Dr. Williams says keto is bad for you in the long term. This claim is based on a 2013 systematic review of 17 studies that found low-carb diets were associated with an increased chance of death and particularly with an  increased risks to cardiovascular health.

But there are a few problems right off the bat. First, the study wasn’t explicitly about keto. It was about low-carb and sometimes included high-protein diets.

Moreover, ‘low-carb’ can mean a lot of things. Not eating for a week can mean ‘low-carb,’ so can just eating meat, and most importantly, not eating vegetables. It doesn’t explicitly say anything about high-fat. Fats are the main part of keto, so if you’re going to criticize it why not start there?

Minimizing carbs by eating fat and vegetables compared to gorging on protein are two completely different things.

Moreover, people can mischaracterize their food. Given how much meat is breaded and fried, which means a lot of carbs, you’d have thought simply reporting it as ‘protein’ would be completely misleading.

Including toxic processed carbohydrates means it’s much harder to isolate the low-carb element of the study.

Is it any wonder people who don’t eat many vegetables and just consume fried meat don’t live as long? Is this saying anything about keto?

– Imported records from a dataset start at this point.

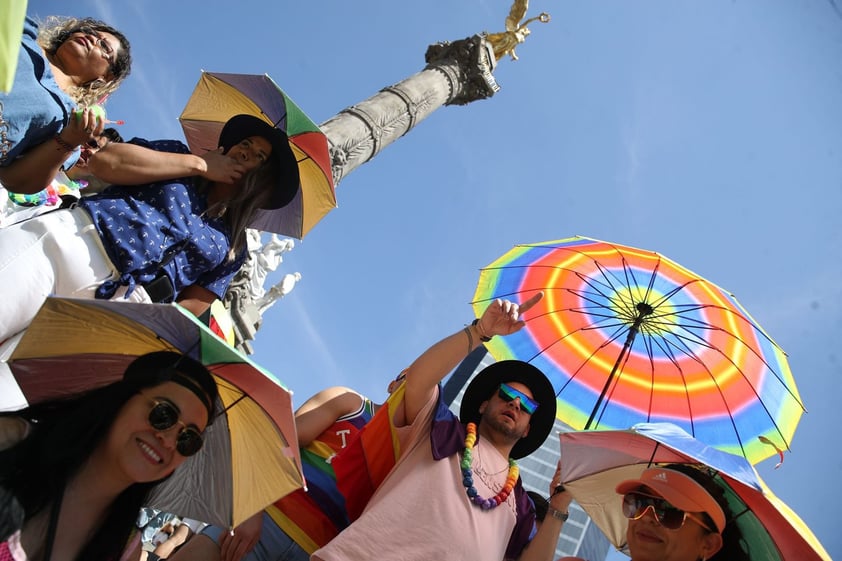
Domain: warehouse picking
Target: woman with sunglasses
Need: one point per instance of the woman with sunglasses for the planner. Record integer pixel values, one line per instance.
(679, 513)
(66, 64)
(85, 465)
(171, 227)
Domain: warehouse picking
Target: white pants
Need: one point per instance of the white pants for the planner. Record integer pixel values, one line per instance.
(58, 253)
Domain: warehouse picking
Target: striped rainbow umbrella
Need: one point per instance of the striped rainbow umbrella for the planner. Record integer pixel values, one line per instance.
(250, 457)
(627, 336)
(218, 97)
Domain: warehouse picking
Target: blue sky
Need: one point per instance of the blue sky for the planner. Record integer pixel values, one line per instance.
(707, 131)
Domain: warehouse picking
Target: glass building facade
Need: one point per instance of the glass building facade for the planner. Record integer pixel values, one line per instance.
(579, 536)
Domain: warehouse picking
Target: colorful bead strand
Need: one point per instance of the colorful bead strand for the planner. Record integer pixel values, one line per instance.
(468, 475)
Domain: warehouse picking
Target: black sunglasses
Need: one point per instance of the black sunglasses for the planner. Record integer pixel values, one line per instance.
(101, 42)
(635, 506)
(164, 416)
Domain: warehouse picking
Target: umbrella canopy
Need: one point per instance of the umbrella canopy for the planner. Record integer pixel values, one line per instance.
(250, 457)
(594, 462)
(218, 97)
(627, 336)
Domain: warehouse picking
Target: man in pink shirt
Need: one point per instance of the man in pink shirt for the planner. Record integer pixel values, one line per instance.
(454, 492)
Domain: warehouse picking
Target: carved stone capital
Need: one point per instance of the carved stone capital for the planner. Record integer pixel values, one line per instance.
(468, 65)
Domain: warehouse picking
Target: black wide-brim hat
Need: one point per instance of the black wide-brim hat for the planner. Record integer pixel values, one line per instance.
(488, 380)
(282, 159)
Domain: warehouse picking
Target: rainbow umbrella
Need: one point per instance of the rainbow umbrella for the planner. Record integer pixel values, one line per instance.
(218, 97)
(250, 457)
(594, 462)
(627, 336)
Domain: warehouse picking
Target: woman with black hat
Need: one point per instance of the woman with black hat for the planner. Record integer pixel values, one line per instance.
(150, 237)
(454, 491)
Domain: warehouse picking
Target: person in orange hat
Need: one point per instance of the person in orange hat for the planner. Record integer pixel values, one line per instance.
(678, 513)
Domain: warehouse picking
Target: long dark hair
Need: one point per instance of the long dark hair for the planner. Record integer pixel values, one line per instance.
(65, 432)
(732, 538)
(238, 212)
(56, 30)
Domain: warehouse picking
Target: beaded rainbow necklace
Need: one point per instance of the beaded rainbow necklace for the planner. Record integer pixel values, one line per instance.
(468, 479)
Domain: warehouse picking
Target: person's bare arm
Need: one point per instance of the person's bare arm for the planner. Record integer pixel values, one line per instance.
(501, 317)
(35, 169)
(543, 544)
(128, 164)
(322, 410)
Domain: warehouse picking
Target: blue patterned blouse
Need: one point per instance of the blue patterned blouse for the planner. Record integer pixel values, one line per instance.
(143, 226)
(36, 109)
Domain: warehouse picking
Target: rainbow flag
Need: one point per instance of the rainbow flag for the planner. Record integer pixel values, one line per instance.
(363, 465)
(314, 517)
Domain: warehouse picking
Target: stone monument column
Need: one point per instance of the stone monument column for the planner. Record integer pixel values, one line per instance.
(457, 73)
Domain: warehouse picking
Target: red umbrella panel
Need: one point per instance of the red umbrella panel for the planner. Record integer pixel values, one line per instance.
(627, 336)
(218, 97)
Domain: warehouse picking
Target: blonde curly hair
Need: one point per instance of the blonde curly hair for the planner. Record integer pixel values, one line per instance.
(55, 30)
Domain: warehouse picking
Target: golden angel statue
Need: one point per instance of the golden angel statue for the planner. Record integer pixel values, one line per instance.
(505, 42)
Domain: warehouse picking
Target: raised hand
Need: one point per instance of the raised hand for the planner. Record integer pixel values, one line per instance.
(502, 317)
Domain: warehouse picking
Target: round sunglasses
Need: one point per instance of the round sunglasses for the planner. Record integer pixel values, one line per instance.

Let alone anything we don’t already know…

The study also said that “low-carbohydrate diets tend to result in reduced intake of fiber and fruits.” Not true. At least if you’re doing it properly. You can get plenty of fiber from the right vegetables, and there are certain types of fruits you can eat that are packed with vitamins and minerals.

This only thing this study says for certain is that people who follow unhealthy versions of diets die younger. It’s like studying vegans who just eat potato chips all day and using that data to prove veganism is unhealthy!

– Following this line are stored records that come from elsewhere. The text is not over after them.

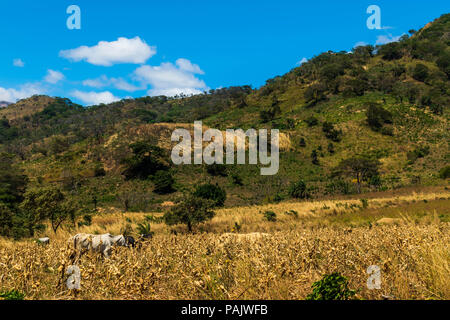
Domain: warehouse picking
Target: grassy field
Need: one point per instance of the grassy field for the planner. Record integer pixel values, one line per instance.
(406, 235)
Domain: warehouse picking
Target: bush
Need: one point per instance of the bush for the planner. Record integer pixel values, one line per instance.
(236, 179)
(99, 171)
(12, 295)
(217, 170)
(311, 121)
(211, 192)
(302, 143)
(377, 116)
(87, 221)
(420, 72)
(164, 182)
(331, 132)
(146, 160)
(298, 190)
(331, 287)
(417, 153)
(331, 148)
(144, 228)
(190, 211)
(315, 158)
(387, 131)
(270, 216)
(444, 173)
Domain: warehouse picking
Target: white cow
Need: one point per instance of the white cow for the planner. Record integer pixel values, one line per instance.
(242, 237)
(43, 241)
(98, 243)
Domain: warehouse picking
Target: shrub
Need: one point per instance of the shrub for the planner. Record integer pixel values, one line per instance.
(270, 216)
(298, 190)
(302, 143)
(331, 132)
(236, 179)
(191, 211)
(164, 182)
(12, 295)
(444, 173)
(144, 228)
(211, 192)
(377, 116)
(87, 221)
(420, 72)
(99, 171)
(217, 170)
(315, 158)
(146, 160)
(387, 131)
(331, 148)
(311, 121)
(331, 287)
(365, 203)
(292, 213)
(417, 153)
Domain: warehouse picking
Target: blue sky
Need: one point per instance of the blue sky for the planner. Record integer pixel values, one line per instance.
(136, 48)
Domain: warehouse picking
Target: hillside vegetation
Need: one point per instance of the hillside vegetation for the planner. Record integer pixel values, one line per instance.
(375, 119)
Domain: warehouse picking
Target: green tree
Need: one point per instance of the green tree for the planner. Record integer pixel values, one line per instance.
(211, 192)
(48, 203)
(298, 190)
(164, 182)
(420, 72)
(360, 168)
(331, 287)
(12, 181)
(377, 116)
(146, 160)
(190, 211)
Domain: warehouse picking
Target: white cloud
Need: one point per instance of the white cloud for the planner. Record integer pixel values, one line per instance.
(171, 92)
(53, 76)
(304, 60)
(170, 80)
(18, 63)
(25, 91)
(186, 65)
(387, 39)
(94, 98)
(360, 44)
(106, 54)
(118, 83)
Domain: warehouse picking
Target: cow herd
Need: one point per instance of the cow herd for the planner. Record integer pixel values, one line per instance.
(103, 243)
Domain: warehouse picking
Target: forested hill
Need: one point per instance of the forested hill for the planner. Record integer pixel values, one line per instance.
(387, 105)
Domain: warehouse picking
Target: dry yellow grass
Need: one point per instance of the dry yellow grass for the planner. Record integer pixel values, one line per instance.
(413, 256)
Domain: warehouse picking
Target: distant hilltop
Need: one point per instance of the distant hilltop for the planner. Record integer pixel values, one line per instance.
(4, 104)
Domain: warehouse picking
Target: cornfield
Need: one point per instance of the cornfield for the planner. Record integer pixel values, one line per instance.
(413, 256)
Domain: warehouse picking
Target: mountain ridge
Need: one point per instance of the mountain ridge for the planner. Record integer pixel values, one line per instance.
(331, 108)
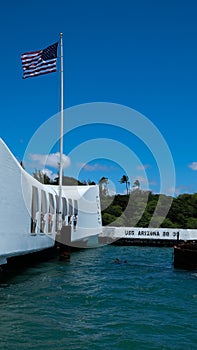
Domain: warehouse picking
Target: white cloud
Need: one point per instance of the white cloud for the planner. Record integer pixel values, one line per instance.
(143, 167)
(51, 160)
(95, 167)
(193, 166)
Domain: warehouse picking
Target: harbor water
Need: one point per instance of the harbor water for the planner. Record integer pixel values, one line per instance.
(142, 302)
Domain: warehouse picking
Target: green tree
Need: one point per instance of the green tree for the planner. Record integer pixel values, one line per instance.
(125, 180)
(103, 182)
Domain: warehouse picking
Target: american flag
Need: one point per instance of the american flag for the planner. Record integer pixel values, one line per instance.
(39, 62)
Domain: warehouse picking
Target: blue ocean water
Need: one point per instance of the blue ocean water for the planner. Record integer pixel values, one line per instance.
(93, 303)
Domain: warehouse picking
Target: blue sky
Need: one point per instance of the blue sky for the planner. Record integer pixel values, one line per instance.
(140, 54)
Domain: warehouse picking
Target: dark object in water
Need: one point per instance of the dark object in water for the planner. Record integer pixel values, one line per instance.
(185, 255)
(117, 261)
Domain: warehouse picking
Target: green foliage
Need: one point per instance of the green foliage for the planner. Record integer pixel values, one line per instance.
(142, 207)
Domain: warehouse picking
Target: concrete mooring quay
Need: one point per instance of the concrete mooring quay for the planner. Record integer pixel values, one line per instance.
(141, 236)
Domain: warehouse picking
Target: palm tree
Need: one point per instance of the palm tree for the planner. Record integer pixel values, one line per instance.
(136, 184)
(103, 182)
(125, 179)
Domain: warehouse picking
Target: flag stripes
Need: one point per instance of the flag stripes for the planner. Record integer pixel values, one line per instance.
(39, 62)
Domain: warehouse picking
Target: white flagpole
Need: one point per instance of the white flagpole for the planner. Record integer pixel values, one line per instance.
(61, 128)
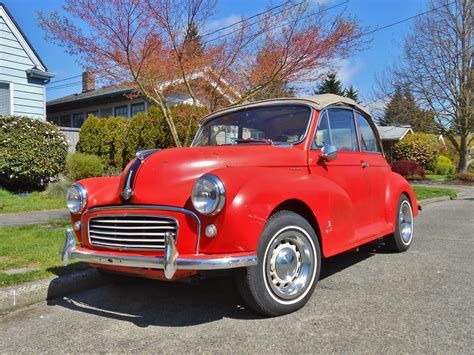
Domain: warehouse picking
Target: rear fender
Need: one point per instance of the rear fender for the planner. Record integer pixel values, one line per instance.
(250, 202)
(396, 186)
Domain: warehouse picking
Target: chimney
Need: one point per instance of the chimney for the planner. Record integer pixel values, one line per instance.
(88, 82)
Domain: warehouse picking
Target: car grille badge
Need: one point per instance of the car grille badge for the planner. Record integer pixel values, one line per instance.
(127, 192)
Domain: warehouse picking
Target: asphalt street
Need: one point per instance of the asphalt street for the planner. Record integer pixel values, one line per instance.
(366, 301)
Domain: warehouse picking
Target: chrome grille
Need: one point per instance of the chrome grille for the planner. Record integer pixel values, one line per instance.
(144, 232)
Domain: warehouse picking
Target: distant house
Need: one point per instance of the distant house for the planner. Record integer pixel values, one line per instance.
(389, 135)
(69, 112)
(23, 74)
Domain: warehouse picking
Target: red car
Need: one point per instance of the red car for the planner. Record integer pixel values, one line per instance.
(267, 189)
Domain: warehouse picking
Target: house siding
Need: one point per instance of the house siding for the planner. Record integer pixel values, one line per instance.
(28, 94)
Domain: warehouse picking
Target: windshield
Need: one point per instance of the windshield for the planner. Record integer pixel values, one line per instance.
(267, 124)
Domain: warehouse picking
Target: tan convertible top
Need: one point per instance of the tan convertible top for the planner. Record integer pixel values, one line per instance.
(325, 100)
(319, 101)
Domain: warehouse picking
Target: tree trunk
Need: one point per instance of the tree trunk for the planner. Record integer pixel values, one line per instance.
(463, 155)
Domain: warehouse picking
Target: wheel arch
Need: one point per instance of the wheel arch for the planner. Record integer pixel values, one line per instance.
(300, 207)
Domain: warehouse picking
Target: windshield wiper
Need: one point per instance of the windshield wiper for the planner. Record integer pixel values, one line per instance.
(253, 141)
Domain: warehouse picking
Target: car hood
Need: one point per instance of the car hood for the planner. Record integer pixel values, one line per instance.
(167, 176)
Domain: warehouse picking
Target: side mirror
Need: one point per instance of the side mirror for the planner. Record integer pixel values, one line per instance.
(329, 152)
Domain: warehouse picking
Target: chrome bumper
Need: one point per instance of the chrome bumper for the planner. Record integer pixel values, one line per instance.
(170, 262)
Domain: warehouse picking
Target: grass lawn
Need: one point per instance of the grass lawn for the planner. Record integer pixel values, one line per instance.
(36, 201)
(438, 177)
(424, 192)
(33, 246)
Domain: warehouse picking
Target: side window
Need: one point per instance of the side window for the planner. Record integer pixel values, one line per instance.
(322, 132)
(343, 131)
(367, 135)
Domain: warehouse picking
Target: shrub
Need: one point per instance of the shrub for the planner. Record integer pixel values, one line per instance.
(115, 140)
(56, 189)
(32, 152)
(408, 168)
(444, 166)
(420, 147)
(465, 177)
(81, 166)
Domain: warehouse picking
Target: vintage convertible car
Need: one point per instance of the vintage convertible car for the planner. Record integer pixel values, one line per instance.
(267, 189)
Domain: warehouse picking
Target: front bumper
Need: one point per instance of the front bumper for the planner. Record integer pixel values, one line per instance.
(169, 263)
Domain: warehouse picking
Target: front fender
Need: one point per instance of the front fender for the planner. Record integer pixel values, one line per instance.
(250, 202)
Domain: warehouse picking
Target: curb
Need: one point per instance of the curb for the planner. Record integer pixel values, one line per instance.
(14, 297)
(429, 201)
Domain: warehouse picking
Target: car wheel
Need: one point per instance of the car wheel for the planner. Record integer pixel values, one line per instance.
(402, 238)
(289, 261)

Moreover, there are other studies that show keto can help you live longer and even improve your physical strength and brain power.

And last, Dr. William’s isn’t exactly the most reputable doctor. He continuously tries to promote the link between consuming cholesterol and heart disease, which was debunked years ago.

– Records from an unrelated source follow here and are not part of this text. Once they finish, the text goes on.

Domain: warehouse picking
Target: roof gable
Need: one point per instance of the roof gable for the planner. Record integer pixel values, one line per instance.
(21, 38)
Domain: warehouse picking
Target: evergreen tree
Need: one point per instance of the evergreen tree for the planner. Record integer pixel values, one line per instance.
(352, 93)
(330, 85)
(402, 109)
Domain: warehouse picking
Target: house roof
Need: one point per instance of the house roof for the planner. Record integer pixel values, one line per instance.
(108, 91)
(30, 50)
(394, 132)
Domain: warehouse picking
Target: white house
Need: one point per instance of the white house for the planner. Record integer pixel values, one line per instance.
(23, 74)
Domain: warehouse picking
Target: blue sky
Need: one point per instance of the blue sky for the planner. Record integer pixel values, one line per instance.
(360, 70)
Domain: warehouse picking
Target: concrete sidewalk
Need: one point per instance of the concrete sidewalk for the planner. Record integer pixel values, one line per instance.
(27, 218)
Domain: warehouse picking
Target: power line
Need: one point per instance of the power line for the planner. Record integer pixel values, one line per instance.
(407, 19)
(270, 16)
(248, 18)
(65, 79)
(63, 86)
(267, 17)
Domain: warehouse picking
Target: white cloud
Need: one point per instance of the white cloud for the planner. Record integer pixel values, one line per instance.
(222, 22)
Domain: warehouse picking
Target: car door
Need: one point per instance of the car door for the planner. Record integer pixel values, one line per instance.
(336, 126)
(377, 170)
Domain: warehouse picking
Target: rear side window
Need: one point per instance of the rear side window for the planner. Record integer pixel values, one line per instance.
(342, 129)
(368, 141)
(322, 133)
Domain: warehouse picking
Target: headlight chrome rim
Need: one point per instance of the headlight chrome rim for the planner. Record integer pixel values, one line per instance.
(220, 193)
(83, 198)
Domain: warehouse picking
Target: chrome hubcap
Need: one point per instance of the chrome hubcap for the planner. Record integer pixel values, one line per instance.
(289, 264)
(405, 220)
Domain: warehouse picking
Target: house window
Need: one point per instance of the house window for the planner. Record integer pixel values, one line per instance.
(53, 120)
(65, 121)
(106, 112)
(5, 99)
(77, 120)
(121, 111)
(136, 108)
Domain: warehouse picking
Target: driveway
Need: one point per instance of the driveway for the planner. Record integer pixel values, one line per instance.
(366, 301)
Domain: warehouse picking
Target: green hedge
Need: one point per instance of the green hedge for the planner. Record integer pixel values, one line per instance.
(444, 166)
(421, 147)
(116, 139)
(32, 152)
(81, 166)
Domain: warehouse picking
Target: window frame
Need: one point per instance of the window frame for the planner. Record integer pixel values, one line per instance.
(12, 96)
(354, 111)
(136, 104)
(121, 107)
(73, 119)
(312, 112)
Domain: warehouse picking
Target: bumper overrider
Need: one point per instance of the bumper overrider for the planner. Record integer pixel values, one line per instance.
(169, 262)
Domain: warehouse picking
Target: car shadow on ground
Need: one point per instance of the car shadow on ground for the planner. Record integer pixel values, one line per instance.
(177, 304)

Regardless of the dubious claims of this study, I can attest from personal experience that keto has been nothing but beneficial.

As Dr. Williams admits, keto can be good for weight loss. And in my case, I can say that it was the only diet that worked. I’d had weight-loss surgery, but I am certain I would have put all the weight back on and returned to square one if I hadn’t then switched to the keto diet.

Before keto, I was lethargic, bloated and in a constant battle with hunger. Keto brought me stable energy, mental clarity and satiation –three things I had never experienced on any other diet.

I take regular blood tests and all of my numbers are within healthy ranges. I am happier, slimmer and healthier than ever. I’m not looking back. I plan to stick with keto for life.

This information is intended to help readers be more informed about their health options when speaking with a professional, but it should not be used alone to diagnose, treat, prevent or cure any disease or condition. Be sure to speak to a qualified doctor before taking any action to make sure that your choices reflect your actual health situation.